Em entrevista ao jornalista Roberto D'Ávila, da GloboNews, o senador licenciado Tasso Jereissati (PSDB) diz que o auxílio é previsto para 2022 por ser exatamente um ano eleitoral. "Não é um auxílio que fica estabelecido ao longo do tempo, não. É um auxílio para o governo Bolsonaro com vistas às eleições. No dia 1º de janeiro ele termina", critica.
Saídas
O deputado Denis Bezerra (PSB) critica o modelo adotado pelo governo para o financiamento do programa. "O espaço fiscal aberto, caso a PEC prospere definitivamente, será de mais de 90 bilhões de reais, quase o dobro do necessário para patrocinar o pagamento do Auxílio Brasil, programa temporário que substituirá o Bolsa Família de caráter permanente e reconhecido mundo afora", lamenta o parlamentar.
O socialista sugere a adoção de imposto sobre grandes fortunas, o fim dos super salários e a taxação de lucros e dividendos, por exemplo, como forma de garantir o espaço fiscal para os repasses sociais.
Em meio à discussão do assunto na Câmara, o deputado André Figueiredo (PDT) ressalta que a saída para resolver o impasse é constitucionalizando programas sociais. O pedetista é relator da PEC 383 que trata do sistema único de assistência social.
"Na PEC 383 nós vamos colocar um dispositivo que torna o programa de transferência de renda um programa de estado e não de governo. Vai entrar na Constituição", promete o parlamentar.
Relator do PLN 26/2021 que abre reserva de R$ 9,3 bilhões para o pagamento do Auxílio Brasil ainda neste ano, o deputado federal Danilo Forte (PSDB) critica o uso da PEC dos Precatórios como forma de financiamento do novo programa social.
"A PEC dos Precatórios acho que não se sustenta. Precatório não é despesa orçamentária.
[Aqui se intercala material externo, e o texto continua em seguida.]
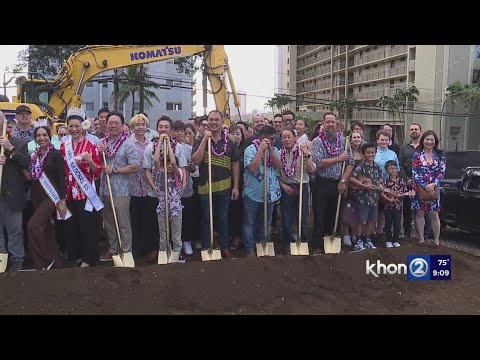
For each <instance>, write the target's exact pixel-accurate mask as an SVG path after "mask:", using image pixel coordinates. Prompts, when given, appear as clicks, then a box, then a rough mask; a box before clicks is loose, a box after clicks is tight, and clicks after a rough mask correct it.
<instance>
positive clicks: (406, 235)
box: [403, 196, 412, 238]
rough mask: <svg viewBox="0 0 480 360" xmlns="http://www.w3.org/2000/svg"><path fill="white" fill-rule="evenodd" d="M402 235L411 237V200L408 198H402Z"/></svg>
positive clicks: (405, 197) (411, 216) (411, 229)
mask: <svg viewBox="0 0 480 360" xmlns="http://www.w3.org/2000/svg"><path fill="white" fill-rule="evenodd" d="M403 235H404V236H405V237H407V238H408V237H410V236H411V235H412V200H411V199H410V197H408V196H405V197H404V198H403Z"/></svg>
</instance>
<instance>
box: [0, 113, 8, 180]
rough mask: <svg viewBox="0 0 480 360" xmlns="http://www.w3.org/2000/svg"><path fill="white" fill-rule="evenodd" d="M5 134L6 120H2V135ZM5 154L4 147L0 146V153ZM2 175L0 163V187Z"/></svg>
mask: <svg viewBox="0 0 480 360" xmlns="http://www.w3.org/2000/svg"><path fill="white" fill-rule="evenodd" d="M5 135H7V120H6V119H5V120H3V129H2V136H3V137H5ZM3 154H5V147H4V146H2V147H1V148H0V155H2V156H3ZM2 175H3V165H0V187H1V186H2Z"/></svg>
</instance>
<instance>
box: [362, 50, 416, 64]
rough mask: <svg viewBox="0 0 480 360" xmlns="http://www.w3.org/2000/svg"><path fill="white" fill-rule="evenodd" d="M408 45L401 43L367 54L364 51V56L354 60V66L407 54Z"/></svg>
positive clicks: (367, 53) (385, 59)
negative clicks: (402, 44) (397, 45)
mask: <svg viewBox="0 0 480 360" xmlns="http://www.w3.org/2000/svg"><path fill="white" fill-rule="evenodd" d="M407 51H408V47H407V46H406V45H399V46H396V47H394V48H392V49H386V50H380V51H377V52H374V53H371V54H369V55H367V54H368V53H364V55H363V56H361V57H358V58H356V59H355V60H354V66H360V65H364V64H368V63H372V62H375V61H380V60H386V59H388V58H391V57H395V56H401V55H407Z"/></svg>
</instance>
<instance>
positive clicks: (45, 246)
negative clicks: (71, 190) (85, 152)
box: [27, 126, 67, 270]
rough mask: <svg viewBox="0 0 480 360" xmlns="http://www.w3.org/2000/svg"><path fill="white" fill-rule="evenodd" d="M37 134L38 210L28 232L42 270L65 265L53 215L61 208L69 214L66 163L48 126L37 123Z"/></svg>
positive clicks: (37, 201)
mask: <svg viewBox="0 0 480 360" xmlns="http://www.w3.org/2000/svg"><path fill="white" fill-rule="evenodd" d="M33 138H34V139H35V142H36V143H37V145H38V147H37V149H36V150H35V151H34V152H33V154H32V160H31V163H30V176H31V178H32V195H31V196H32V203H33V209H34V214H33V216H32V217H31V219H30V220H29V222H28V224H27V232H28V241H29V248H30V255H31V256H32V260H33V264H34V266H35V268H37V269H39V270H40V269H50V268H51V267H61V266H62V265H63V264H62V260H61V257H60V250H59V247H58V243H57V241H56V240H55V234H54V229H53V225H52V216H56V212H58V215H59V217H60V218H61V219H64V218H65V216H66V214H67V205H66V202H65V167H64V163H63V157H62V154H61V153H60V150H57V149H55V148H54V147H53V145H52V143H51V139H52V133H51V131H50V129H49V128H48V127H46V126H40V127H37V128H36V129H35V130H34V132H33Z"/></svg>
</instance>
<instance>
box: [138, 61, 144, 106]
mask: <svg viewBox="0 0 480 360" xmlns="http://www.w3.org/2000/svg"><path fill="white" fill-rule="evenodd" d="M144 105H145V76H144V74H143V64H142V65H140V108H139V111H140V112H142V113H143V110H144Z"/></svg>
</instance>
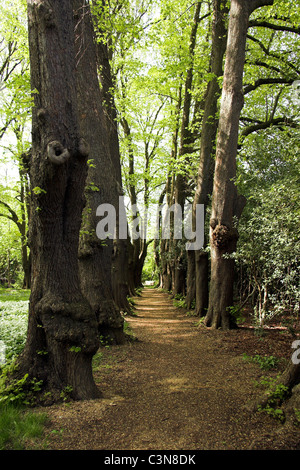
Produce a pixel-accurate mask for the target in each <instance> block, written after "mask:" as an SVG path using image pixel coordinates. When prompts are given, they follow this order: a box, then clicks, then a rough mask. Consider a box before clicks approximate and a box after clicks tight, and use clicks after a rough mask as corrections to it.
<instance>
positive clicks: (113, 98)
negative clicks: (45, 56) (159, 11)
mask: <svg viewBox="0 0 300 470" xmlns="http://www.w3.org/2000/svg"><path fill="white" fill-rule="evenodd" d="M93 3H94V4H95V2H94V1H93ZM104 3H105V2H104V1H103V2H102V4H103V5H104ZM97 52H98V59H99V67H100V71H99V73H100V80H101V97H102V105H103V109H104V116H105V119H106V127H107V129H108V135H109V147H110V155H111V159H112V163H113V169H114V172H115V179H116V182H117V189H118V193H119V196H123V195H124V191H123V185H122V174H121V158H120V147H119V135H118V122H117V110H116V105H115V100H114V92H113V90H114V82H113V77H112V73H111V67H110V61H109V51H108V46H107V44H106V43H105V42H104V40H98V43H97ZM120 205H121V207H120ZM120 211H121V213H122V214H125V206H124V203H123V199H119V204H118V207H116V214H117V226H116V237H115V240H114V243H113V258H112V289H113V297H114V300H115V302H116V304H117V306H118V307H119V309H120V310H121V311H123V312H127V313H130V312H131V307H130V304H129V302H128V300H127V297H128V296H130V295H131V291H130V288H129V266H128V256H129V255H128V240H127V239H126V240H124V239H121V238H120V236H119V226H120V220H119V214H120Z"/></svg>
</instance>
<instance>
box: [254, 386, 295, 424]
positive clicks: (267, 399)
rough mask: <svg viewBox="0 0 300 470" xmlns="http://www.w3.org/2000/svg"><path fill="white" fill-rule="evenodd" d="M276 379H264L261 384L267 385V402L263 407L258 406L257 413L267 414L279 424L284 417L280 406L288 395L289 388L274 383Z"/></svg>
mask: <svg viewBox="0 0 300 470" xmlns="http://www.w3.org/2000/svg"><path fill="white" fill-rule="evenodd" d="M276 380H278V378H277V379H270V378H265V380H263V379H262V381H261V383H264V384H265V385H267V387H268V388H267V390H266V395H267V401H266V403H265V404H264V405H259V406H258V411H260V412H264V413H267V414H268V415H269V416H271V417H272V418H275V419H277V420H279V421H281V422H283V421H284V419H285V416H284V412H283V410H282V409H281V408H280V406H281V404H282V403H283V402H284V400H286V398H287V397H288V395H289V388H288V387H287V386H285V385H283V384H280V383H275V384H274V382H275V381H276Z"/></svg>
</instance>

Precatório é uma dívida constituída a partir de um processo em trânsito e julgado no qual o governo tem obrigação de pagar", afirma o tucano.
Uma saída para abrir reservas, segundo Danilo, é encontrar no próprio orçamento possibilidades concretas. "Nós temos 1 trilhão e 700 bilhões de orçamento. Achar R$ 40 bilhões para pagar o programa não é difícil. Vários itens do orçamento não são executados", pontuou.
O relator afirmou ainda que "a tendência do mundo hoje é ter um programa de distribuição de renda mínima", e que o Brasil precisa seguir essa tendência de proteção aos mais vulneráveis.
Apoio
O deputado cearense Heitor Freire (PSL) defende a instalação do mecanismo social como forma de auxiliar os menos necessitados e de ajudar na retomada da economia interna.
"O novo Auxílio Brasil veio integrar saúde, educação, emprego e renda em um só programa. O Brasil está passando por um momento delicado e agora é a hora de priorizar a nossa gente. Precisamos usar os recursos da União para reconstruir a nossa economia, estimulando as pessoas a buscar pela independência financeira e não ficar dependente do governo para sempre", esclarece.
A reportagem também entrou em contato com os deputados Capitão Wagner (Pros) e Dr. Jaziel, mas não houve resposta até esta publicação.